Des évolutions se dessinent. Le Groupement des autorités responsables du transport (GART) étudie 7 pistes d’innovation. En filigrane, une question majeure s’impose : peut-on faire mieux pour moins cher ? Depuis des années, les entreprises ont appris à réduire leurs coûts, c’est moins vrai au sein des entreprises et services publics qui ont des difficultés structurelles à se réformer.

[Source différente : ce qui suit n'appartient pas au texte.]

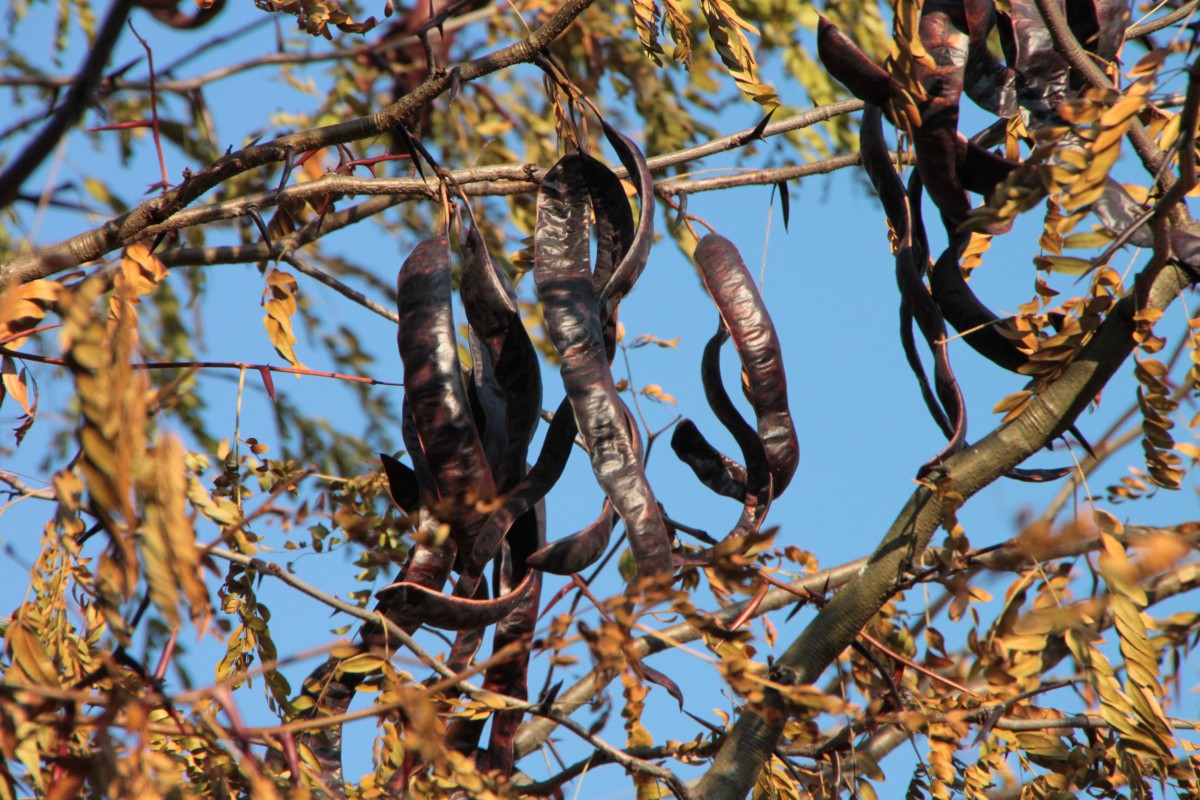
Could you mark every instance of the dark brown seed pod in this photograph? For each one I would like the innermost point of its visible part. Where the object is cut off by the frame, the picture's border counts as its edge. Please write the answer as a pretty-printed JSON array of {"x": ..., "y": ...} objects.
[
  {"x": 635, "y": 256},
  {"x": 556, "y": 451},
  {"x": 402, "y": 485},
  {"x": 714, "y": 469},
  {"x": 744, "y": 316},
  {"x": 563, "y": 276},
  {"x": 916, "y": 305}
]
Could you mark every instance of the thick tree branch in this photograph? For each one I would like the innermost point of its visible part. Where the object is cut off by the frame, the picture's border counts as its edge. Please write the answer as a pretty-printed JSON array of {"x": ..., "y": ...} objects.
[{"x": 757, "y": 731}]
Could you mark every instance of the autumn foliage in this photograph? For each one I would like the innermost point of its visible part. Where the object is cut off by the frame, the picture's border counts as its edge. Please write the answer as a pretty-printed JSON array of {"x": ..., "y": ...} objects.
[{"x": 474, "y": 635}]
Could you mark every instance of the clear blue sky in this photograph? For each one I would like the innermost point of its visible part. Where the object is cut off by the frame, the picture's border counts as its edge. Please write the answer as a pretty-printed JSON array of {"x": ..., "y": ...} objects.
[{"x": 829, "y": 286}]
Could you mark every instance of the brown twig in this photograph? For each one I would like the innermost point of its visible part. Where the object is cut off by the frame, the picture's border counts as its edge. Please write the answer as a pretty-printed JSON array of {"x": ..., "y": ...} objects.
[{"x": 72, "y": 107}]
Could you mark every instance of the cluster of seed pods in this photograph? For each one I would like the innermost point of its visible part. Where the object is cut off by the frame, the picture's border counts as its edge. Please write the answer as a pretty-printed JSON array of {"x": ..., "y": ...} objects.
[
  {"x": 1032, "y": 85},
  {"x": 468, "y": 433}
]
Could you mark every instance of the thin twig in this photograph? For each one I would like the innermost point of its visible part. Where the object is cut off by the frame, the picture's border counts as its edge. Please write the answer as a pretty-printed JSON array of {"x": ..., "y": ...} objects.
[{"x": 72, "y": 107}]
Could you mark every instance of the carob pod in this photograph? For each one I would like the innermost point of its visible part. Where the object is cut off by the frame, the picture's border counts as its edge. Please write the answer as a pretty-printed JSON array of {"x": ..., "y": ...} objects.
[
  {"x": 564, "y": 282},
  {"x": 943, "y": 34},
  {"x": 916, "y": 305},
  {"x": 486, "y": 401},
  {"x": 435, "y": 391},
  {"x": 331, "y": 690},
  {"x": 744, "y": 316},
  {"x": 402, "y": 483},
  {"x": 635, "y": 256},
  {"x": 556, "y": 451},
  {"x": 411, "y": 603},
  {"x": 508, "y": 677},
  {"x": 853, "y": 68},
  {"x": 757, "y": 486}
]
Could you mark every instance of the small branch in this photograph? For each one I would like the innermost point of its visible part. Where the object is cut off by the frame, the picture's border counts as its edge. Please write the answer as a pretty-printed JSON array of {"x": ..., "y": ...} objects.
[
  {"x": 132, "y": 226},
  {"x": 1081, "y": 61},
  {"x": 186, "y": 85},
  {"x": 210, "y": 365},
  {"x": 498, "y": 180},
  {"x": 72, "y": 107}
]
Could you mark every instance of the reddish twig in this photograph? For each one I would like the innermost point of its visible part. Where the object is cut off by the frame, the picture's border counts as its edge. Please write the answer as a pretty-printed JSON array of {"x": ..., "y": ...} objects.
[
  {"x": 213, "y": 365},
  {"x": 154, "y": 110}
]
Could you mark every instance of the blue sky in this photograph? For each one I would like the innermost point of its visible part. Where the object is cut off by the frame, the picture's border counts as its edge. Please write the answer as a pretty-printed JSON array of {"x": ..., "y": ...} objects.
[{"x": 828, "y": 283}]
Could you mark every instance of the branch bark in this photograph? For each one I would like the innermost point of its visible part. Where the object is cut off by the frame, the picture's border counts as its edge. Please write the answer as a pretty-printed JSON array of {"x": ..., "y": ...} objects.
[
  {"x": 757, "y": 729},
  {"x": 130, "y": 227}
]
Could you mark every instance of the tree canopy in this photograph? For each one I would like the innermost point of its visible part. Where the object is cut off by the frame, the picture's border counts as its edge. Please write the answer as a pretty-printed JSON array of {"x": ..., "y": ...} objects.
[{"x": 183, "y": 515}]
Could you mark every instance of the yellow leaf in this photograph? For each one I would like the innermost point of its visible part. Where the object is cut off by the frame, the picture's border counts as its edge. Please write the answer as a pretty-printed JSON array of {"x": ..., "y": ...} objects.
[{"x": 655, "y": 392}]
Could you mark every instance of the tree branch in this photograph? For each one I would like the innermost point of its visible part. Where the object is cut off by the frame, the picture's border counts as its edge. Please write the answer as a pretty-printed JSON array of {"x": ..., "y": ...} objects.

Si les deux secteurs automobile et transport public parvenaient à sortir de leurs silos respectifs, à observer les déplacements sur un territoire donné à travers une vision prospective et globale, de nouvelles solutions pourraient émerger. Par exemple, regrouper les coûts de l’automobile et ceux du transport public, optimiser les fonctionnements de manière à équilibrer les coûts respectifs pour le même prix. Même si nous ne sommes pas loin de lever la plupart des freins technologiques, il reste les freins financiers et surtout une forte résistance au changement. La vraie difficulté est d’accepter de se parler et d’essayer de concilier des logiques public-privé parfois très différentes.

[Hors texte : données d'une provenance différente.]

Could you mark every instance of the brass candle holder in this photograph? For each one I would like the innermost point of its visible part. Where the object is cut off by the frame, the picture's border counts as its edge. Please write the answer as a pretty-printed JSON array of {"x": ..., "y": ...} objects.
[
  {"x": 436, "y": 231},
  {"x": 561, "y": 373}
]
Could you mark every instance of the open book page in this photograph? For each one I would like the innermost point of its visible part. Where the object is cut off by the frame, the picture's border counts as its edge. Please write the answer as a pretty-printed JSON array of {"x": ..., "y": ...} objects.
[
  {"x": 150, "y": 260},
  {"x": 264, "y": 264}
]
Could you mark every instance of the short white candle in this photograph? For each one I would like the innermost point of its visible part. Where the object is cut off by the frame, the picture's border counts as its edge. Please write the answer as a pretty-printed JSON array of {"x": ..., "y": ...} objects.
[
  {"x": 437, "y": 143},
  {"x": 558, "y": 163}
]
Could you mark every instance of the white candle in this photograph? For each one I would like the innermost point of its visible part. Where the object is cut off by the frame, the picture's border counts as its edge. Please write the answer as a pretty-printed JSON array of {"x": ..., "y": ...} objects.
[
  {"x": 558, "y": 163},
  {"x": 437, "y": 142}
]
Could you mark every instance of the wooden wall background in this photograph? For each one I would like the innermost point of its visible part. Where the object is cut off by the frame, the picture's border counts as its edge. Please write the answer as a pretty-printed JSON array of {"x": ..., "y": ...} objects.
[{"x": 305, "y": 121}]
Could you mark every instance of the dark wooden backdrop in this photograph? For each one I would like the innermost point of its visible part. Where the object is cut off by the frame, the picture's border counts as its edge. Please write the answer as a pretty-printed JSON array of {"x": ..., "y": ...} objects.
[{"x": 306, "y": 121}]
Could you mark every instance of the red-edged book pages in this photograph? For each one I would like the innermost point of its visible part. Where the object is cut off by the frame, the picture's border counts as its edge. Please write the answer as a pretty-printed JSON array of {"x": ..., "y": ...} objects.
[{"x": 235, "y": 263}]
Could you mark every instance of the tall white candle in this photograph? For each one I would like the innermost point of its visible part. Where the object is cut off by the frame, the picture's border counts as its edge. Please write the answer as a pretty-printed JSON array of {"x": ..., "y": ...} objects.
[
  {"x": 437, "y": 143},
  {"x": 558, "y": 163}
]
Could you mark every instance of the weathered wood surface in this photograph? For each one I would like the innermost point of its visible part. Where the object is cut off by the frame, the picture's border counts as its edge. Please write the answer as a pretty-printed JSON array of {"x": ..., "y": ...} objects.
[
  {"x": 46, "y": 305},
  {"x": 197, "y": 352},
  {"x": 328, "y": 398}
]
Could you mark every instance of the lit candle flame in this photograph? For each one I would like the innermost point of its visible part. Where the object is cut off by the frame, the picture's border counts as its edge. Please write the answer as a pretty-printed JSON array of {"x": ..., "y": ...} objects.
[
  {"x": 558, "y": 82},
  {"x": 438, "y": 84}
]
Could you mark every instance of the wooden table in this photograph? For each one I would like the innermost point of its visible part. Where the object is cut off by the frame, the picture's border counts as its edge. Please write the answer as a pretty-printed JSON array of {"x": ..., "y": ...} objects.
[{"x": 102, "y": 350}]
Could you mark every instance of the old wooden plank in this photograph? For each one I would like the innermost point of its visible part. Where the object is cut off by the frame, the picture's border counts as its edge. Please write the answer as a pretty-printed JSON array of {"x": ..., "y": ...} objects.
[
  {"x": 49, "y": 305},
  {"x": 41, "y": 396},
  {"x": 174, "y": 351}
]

Depuis 15 ans, on construit 10 000 voitures pour un autobus, le secteur automobile a donc pris de l’avance en matière de R&D. Quant aux progrès du MAAS -mobility as a service-, ils viennent essentiellement du numérique et des sciences de l’information. C’est en tirant parti des avancées prises par le secteur automobile et en intéressant les industriels au monde du transport public que la mobilité pourra faire l’objet d’une planification long terme, jusqu’à présent peu compatible avec le temps électoral. On le voit, les ingrédients sont là pour évoluer. Il manque ce travail en réseau et une vision systémique de la mobilité pour réinjecter de l’ingénierie dans les collectivités locales, renforcer la coordination et la coopération entre tous les secteurs du transport et planifier les bons investissements dans les territoires suivant leurs singularités.

 

Spécialiste de l’innovation, Claude Arnaud, est président de l’Institut de recherche et Développement Efficacity dédié à la transition énergétique et écologique des villes. Membre du conseil scientifique du GART, il a travaillé dans le groupe Veolia Environnement notamment en tant que responsable de l’innovation chez Veolia-Transdev. Il est associé chez MIC Mobility.